Cinque sensi per un calice di vino
La vista, il tatto, l’olfatto, l’udito, il gusto. Sono i cinque sensi coinvolti nella degustazione di un vino. Si mettono in moto davvero tutti, in momenti diversi e con diversa intensità. Ci vuole allenamento, conoscenza e sensibilità. Ne sanno qualcosa i sommelier.
La bellezza è negli occhi di chi guarda
Partendo dall’assunto che “de gustibus non disputandum est” – locuzione latina, attribuita da Plutarco a Giulio Cesare, che la dice lunga sul termine “bellezza”, nella sua accezione più varia – è sicuro che ognuno guardi e veda solo con i proprio occhi.
E “giudichi”, ovvero si formi un giudizio in base alla propria personale esperienza.
Ergo, un vino può, più o meno, dare piacere perché molto dipende anche da cosa cerchiamo in un calice, in quel momento.
Tanto dipende dall’ambiente in cui ci si trova a compiere il rito, dalla location, insomma, e dalla compagnia. Lo stato d’animo, poi, influisce non poco, anche se un buon bicchiere può sempre cambiare le carte in tavola.
Ciò premesso, un buon vino si riconosce subito: a partire dall’eleganza della bottiglia e dell’etichetta che giocano un certo ruolo attrattivo.
Il colore, la lucentezza che rimandano la mente ai vigneti baciati dal sole e accarezzati dal vento.

La stimolazione dei cinque sensi nel contenitore e nel contenuto
Tintinnanti bicchieri di cristallo, trasparenti, esili al tatto, stimolano i cinque sensi durante la degustazione, oltre che permettere all’olfatto e al gusto di entrare in gioco più direttamente.
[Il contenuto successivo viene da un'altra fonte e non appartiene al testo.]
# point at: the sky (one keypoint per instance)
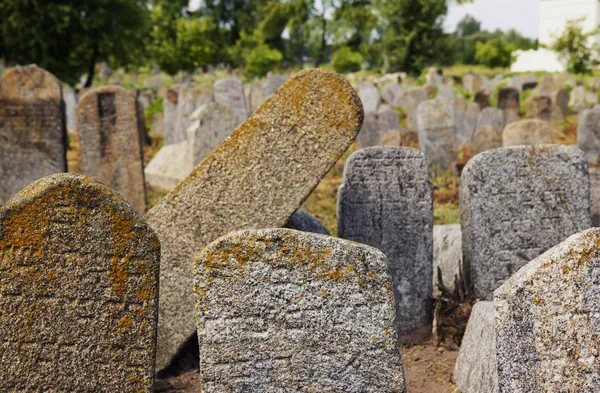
(521, 15)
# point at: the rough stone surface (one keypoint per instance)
(210, 125)
(305, 222)
(230, 92)
(476, 368)
(588, 134)
(280, 310)
(437, 133)
(527, 132)
(79, 293)
(447, 254)
(111, 141)
(517, 202)
(385, 201)
(547, 321)
(32, 128)
(256, 178)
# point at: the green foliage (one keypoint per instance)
(346, 60)
(494, 53)
(574, 46)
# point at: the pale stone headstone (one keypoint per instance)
(385, 201)
(230, 92)
(515, 203)
(447, 254)
(256, 178)
(547, 321)
(210, 125)
(32, 128)
(476, 368)
(376, 125)
(281, 310)
(527, 132)
(437, 133)
(79, 290)
(588, 134)
(111, 141)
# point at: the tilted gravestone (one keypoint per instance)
(32, 128)
(547, 322)
(588, 134)
(210, 125)
(281, 310)
(517, 202)
(256, 178)
(385, 201)
(527, 132)
(437, 132)
(111, 141)
(79, 290)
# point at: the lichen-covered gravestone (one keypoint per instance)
(111, 141)
(385, 201)
(256, 178)
(79, 294)
(517, 202)
(547, 321)
(280, 310)
(32, 128)
(437, 132)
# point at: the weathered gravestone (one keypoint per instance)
(210, 125)
(79, 293)
(230, 92)
(280, 310)
(256, 178)
(547, 321)
(527, 132)
(517, 202)
(32, 128)
(437, 133)
(588, 134)
(111, 141)
(385, 201)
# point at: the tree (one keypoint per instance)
(68, 37)
(575, 47)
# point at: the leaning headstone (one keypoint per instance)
(210, 125)
(476, 368)
(247, 182)
(79, 290)
(447, 255)
(32, 128)
(385, 201)
(527, 132)
(437, 133)
(111, 141)
(547, 323)
(510, 216)
(330, 320)
(230, 92)
(588, 134)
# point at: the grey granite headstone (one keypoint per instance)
(547, 321)
(385, 201)
(79, 293)
(32, 128)
(111, 141)
(517, 202)
(280, 310)
(256, 178)
(437, 133)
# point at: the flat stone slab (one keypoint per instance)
(280, 310)
(79, 294)
(256, 178)
(517, 202)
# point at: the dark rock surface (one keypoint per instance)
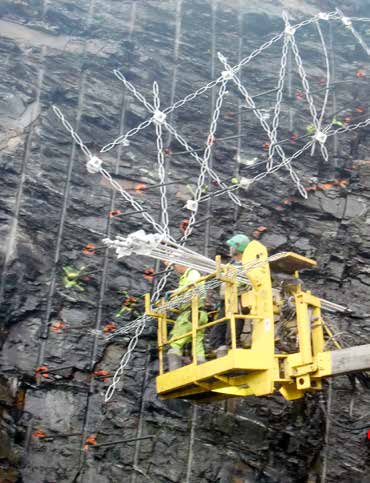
(64, 53)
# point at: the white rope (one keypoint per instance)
(165, 247)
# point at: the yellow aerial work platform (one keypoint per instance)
(262, 368)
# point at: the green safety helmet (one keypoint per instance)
(239, 242)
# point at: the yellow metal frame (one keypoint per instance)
(259, 370)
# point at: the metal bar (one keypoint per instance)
(351, 359)
(194, 325)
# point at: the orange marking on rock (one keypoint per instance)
(90, 249)
(210, 140)
(110, 327)
(39, 434)
(149, 274)
(42, 371)
(57, 327)
(140, 187)
(102, 375)
(183, 225)
(114, 213)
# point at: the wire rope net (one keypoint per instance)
(277, 158)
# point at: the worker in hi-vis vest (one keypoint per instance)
(183, 323)
(220, 336)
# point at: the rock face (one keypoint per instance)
(64, 53)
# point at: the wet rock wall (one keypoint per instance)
(64, 53)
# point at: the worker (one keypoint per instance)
(183, 323)
(72, 277)
(220, 336)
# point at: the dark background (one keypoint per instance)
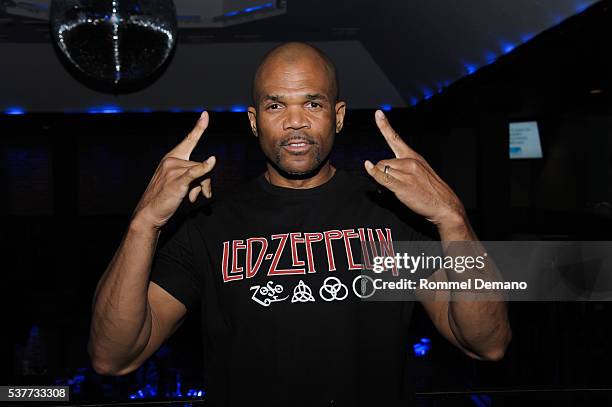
(70, 183)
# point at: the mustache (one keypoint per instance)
(297, 136)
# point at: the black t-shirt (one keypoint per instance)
(272, 269)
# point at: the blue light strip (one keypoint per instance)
(248, 10)
(505, 47)
(14, 110)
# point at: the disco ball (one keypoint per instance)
(115, 43)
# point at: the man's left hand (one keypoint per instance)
(413, 181)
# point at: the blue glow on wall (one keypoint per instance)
(107, 109)
(14, 110)
(248, 10)
(507, 47)
(422, 347)
(470, 68)
(238, 108)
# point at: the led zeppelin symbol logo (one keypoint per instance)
(302, 293)
(333, 289)
(268, 294)
(363, 286)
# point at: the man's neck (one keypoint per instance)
(320, 178)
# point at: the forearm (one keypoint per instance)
(121, 316)
(481, 325)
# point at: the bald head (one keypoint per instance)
(292, 54)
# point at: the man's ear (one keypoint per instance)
(253, 119)
(340, 111)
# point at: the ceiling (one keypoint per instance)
(419, 47)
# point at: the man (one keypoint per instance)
(272, 265)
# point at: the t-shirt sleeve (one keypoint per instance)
(173, 266)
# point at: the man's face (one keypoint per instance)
(296, 118)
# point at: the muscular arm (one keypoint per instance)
(131, 317)
(479, 328)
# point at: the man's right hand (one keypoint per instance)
(173, 179)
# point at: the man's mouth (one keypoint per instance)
(297, 146)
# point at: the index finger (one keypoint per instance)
(399, 146)
(184, 148)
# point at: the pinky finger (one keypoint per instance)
(193, 194)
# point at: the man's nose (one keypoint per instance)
(296, 119)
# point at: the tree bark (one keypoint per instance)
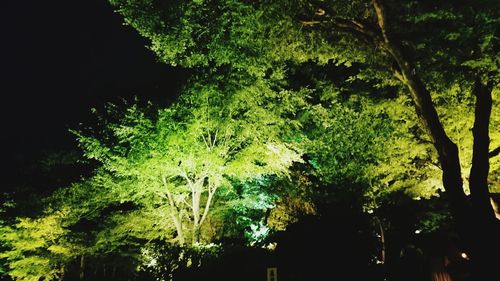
(476, 223)
(485, 225)
(447, 150)
(478, 179)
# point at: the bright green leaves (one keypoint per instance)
(38, 248)
(180, 158)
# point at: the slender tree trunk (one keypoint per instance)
(174, 213)
(82, 267)
(477, 223)
(486, 228)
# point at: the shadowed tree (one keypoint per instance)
(388, 41)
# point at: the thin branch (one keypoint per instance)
(381, 18)
(494, 152)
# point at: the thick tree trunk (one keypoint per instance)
(82, 267)
(477, 224)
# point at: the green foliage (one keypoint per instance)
(38, 248)
(173, 164)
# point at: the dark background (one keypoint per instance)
(59, 59)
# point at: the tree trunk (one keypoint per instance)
(82, 267)
(486, 228)
(476, 224)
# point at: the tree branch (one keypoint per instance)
(478, 180)
(494, 152)
(381, 18)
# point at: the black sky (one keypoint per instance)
(59, 58)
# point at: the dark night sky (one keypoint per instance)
(59, 58)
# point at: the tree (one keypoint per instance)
(389, 43)
(178, 161)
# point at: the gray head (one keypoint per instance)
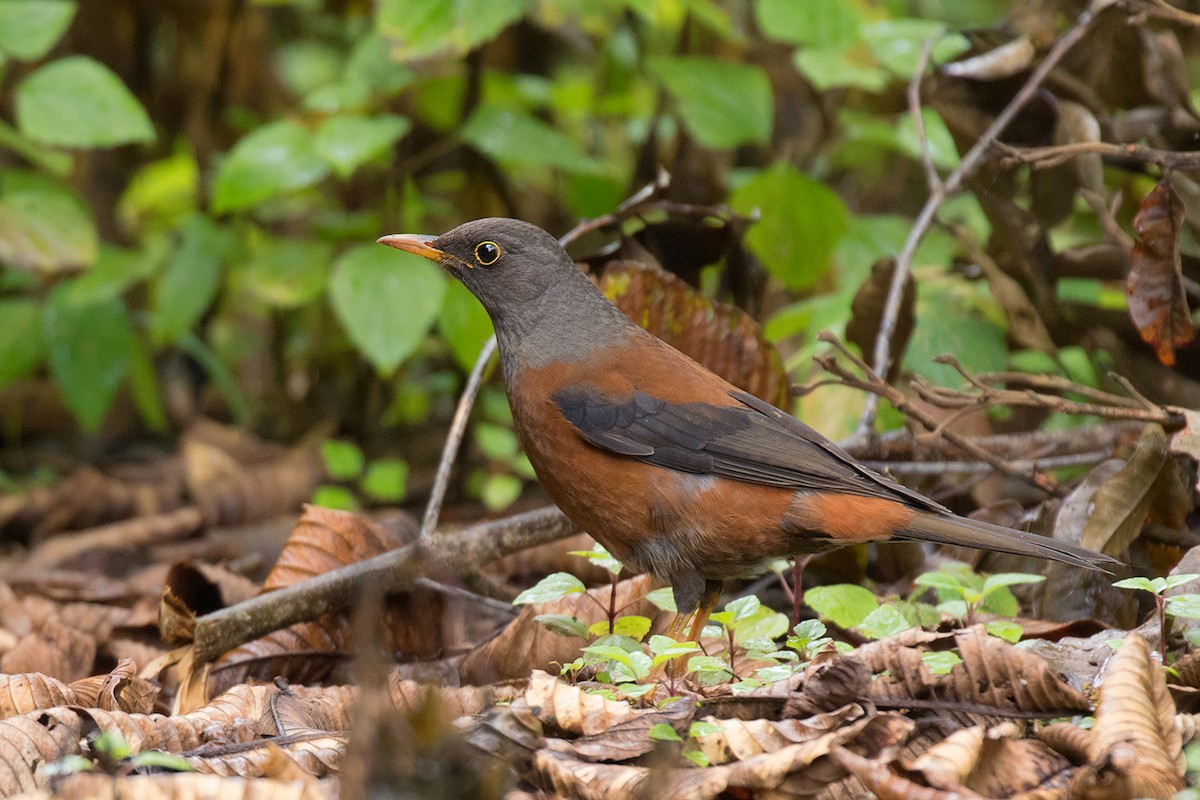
(505, 263)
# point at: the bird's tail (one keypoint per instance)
(987, 536)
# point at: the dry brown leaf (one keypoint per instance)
(91, 786)
(31, 740)
(457, 701)
(21, 693)
(886, 785)
(309, 651)
(867, 311)
(721, 337)
(1135, 750)
(525, 644)
(995, 763)
(570, 710)
(54, 649)
(1158, 304)
(993, 674)
(120, 690)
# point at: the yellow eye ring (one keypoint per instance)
(487, 253)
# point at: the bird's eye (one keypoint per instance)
(487, 253)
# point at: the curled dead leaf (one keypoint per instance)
(719, 336)
(1135, 750)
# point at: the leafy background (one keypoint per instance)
(190, 192)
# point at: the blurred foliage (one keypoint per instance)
(190, 192)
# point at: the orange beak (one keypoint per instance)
(418, 244)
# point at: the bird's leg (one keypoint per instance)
(705, 609)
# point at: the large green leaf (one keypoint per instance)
(349, 142)
(286, 272)
(78, 102)
(30, 28)
(949, 320)
(189, 284)
(114, 271)
(274, 158)
(723, 104)
(43, 227)
(463, 324)
(385, 301)
(421, 28)
(515, 138)
(801, 223)
(89, 353)
(21, 338)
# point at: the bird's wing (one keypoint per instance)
(753, 441)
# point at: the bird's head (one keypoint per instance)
(505, 263)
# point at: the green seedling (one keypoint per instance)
(1183, 606)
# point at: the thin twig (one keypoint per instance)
(1057, 154)
(931, 178)
(454, 438)
(952, 186)
(461, 553)
(876, 385)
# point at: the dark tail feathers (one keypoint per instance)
(987, 536)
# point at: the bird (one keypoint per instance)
(675, 470)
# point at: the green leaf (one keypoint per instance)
(845, 605)
(1137, 583)
(114, 271)
(634, 626)
(801, 223)
(949, 322)
(78, 102)
(160, 761)
(897, 43)
(21, 338)
(343, 459)
(423, 28)
(663, 732)
(335, 497)
(883, 621)
(30, 28)
(144, 386)
(815, 23)
(1009, 579)
(465, 324)
(517, 139)
(385, 301)
(45, 228)
(1006, 630)
(1186, 606)
(387, 479)
(349, 142)
(723, 104)
(189, 284)
(89, 353)
(563, 625)
(941, 663)
(271, 160)
(499, 491)
(552, 587)
(161, 192)
(286, 272)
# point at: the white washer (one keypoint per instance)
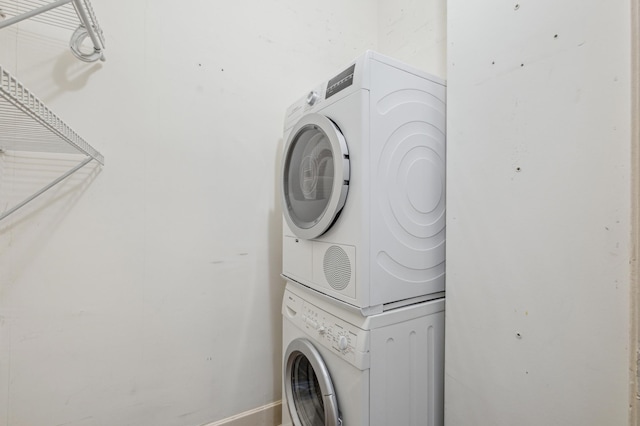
(340, 368)
(363, 186)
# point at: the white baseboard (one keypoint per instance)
(267, 415)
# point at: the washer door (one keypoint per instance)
(315, 176)
(307, 386)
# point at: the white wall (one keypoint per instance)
(415, 31)
(148, 292)
(538, 213)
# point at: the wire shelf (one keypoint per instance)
(27, 124)
(75, 15)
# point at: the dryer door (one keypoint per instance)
(307, 386)
(315, 176)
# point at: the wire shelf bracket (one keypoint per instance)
(28, 125)
(76, 15)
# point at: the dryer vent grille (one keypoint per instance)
(337, 268)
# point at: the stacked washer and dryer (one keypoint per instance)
(363, 190)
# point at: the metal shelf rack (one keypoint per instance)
(28, 125)
(75, 15)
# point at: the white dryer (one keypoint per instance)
(363, 186)
(340, 368)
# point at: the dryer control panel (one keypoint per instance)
(344, 339)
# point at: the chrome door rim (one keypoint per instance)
(340, 185)
(305, 348)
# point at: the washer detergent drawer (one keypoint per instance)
(297, 258)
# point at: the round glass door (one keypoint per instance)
(315, 177)
(310, 396)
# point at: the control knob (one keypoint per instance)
(342, 343)
(312, 97)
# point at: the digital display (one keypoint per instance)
(341, 81)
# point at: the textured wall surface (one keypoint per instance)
(538, 232)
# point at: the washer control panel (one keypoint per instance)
(343, 338)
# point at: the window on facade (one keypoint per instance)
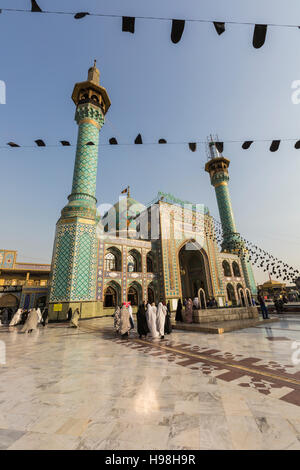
(236, 269)
(132, 296)
(131, 264)
(110, 297)
(226, 269)
(110, 262)
(150, 268)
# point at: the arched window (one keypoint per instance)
(236, 269)
(132, 296)
(110, 262)
(150, 267)
(134, 261)
(110, 297)
(226, 269)
(131, 264)
(151, 297)
(113, 259)
(240, 291)
(230, 294)
(248, 298)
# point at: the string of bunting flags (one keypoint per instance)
(256, 255)
(177, 25)
(245, 145)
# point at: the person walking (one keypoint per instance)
(44, 317)
(168, 324)
(151, 320)
(16, 319)
(189, 311)
(125, 325)
(130, 315)
(117, 319)
(75, 318)
(31, 322)
(178, 316)
(70, 313)
(142, 326)
(160, 319)
(263, 307)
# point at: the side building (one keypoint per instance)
(23, 285)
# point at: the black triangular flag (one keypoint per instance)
(193, 146)
(247, 144)
(219, 146)
(13, 144)
(138, 139)
(220, 27)
(259, 35)
(297, 145)
(128, 24)
(80, 15)
(274, 145)
(177, 30)
(35, 7)
(40, 143)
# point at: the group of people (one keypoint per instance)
(185, 316)
(28, 318)
(151, 319)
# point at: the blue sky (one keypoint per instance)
(204, 84)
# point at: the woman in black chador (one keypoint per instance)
(179, 311)
(168, 324)
(142, 326)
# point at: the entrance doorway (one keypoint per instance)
(194, 271)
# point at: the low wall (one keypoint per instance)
(224, 314)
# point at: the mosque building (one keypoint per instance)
(164, 251)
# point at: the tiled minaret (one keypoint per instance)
(73, 277)
(217, 167)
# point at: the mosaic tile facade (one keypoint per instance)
(219, 179)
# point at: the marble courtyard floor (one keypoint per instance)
(63, 388)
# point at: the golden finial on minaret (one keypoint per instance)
(90, 91)
(94, 74)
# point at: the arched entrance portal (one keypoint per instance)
(150, 294)
(240, 290)
(9, 300)
(202, 298)
(134, 294)
(194, 270)
(112, 295)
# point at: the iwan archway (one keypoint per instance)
(194, 270)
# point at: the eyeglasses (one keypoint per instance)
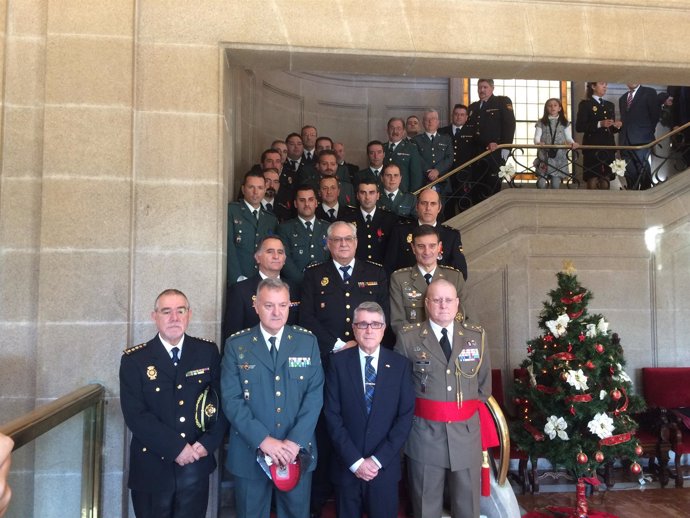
(364, 325)
(439, 301)
(348, 240)
(166, 312)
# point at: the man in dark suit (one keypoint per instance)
(640, 110)
(272, 393)
(248, 222)
(368, 406)
(453, 427)
(435, 150)
(330, 209)
(493, 121)
(463, 151)
(161, 382)
(374, 226)
(428, 210)
(330, 293)
(239, 304)
(403, 153)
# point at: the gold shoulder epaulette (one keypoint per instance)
(240, 332)
(303, 330)
(409, 327)
(135, 348)
(204, 339)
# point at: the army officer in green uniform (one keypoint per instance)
(272, 393)
(408, 285)
(248, 222)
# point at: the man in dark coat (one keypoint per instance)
(162, 383)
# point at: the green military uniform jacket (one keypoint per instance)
(408, 289)
(301, 247)
(454, 445)
(244, 233)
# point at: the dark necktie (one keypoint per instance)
(369, 383)
(445, 343)
(346, 272)
(175, 355)
(274, 350)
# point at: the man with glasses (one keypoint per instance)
(272, 391)
(330, 293)
(408, 285)
(169, 390)
(368, 406)
(452, 427)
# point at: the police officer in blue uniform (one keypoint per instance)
(169, 396)
(272, 393)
Vista, olfatto e gusto si attivano quasi all’unisono. Ma solo dopo aver ponderato il colore, il naso entra in gioco e, accarezzato il profumo (fruttato, dolce, forte, floreale, speziato…) che innesca ricordi e sensazioni inebrianti, si assapora il nettare.
Prima con le labbra, poi lentamente con la lingua e il palato.
Insomma, ogni degustazione è un concerto dove tutti gli orchestrali devono suonare bene insieme, la stessa musica, diretti – “bien sur” – da una sapiente bacchetta. Ovvero colui o colei che degusta. Ed è qui che entrano in gioco la conoscenza e la curiosità.
Via il “bouchon” parte la storia
Da dove viene questo vino? Quanto sudore e fatica e amore si porta dietro? Quanta strada, quali sentieri ha percorso prima di finire sulla tavola imbandita di tutto punto? Quanto c’è di naturale e quanto di artefatto nel prodotto finale? Il connubio è ben riuscito oppure no? La mente vola, fa mille giri a ogni sorso e oltre…
Sin dalla prima presentazione della bottiglia, quando viene mostrata dal sommelier o allorquando più semplicemente leggiamo l’etichetta, si viene in possesso delle prime informazioni anagrafiche del soggetto che abbiamo davanti. Qui la cultura del vino non è affatto secondaria, anzi.
Intanto l’udito, ultimo dei cinque sensi, è già al lavoro allorché (letteralmente) si cava il tappo, che sia di sughero o altro, dalla bottiglia. Al suono del “bouchon” tirato via, che finalmente libera i primi aromi e, versando il succo d’uva lavorato, con quel “glu glu glu” nei calici, l’orecchio entra in pieno fermento.
Una buona conversazione conviviale, una piacevole musica di sottofondo, oppure l’eloquente silenzio davanti al crepitio della fiamma nel camino, fanno il resto.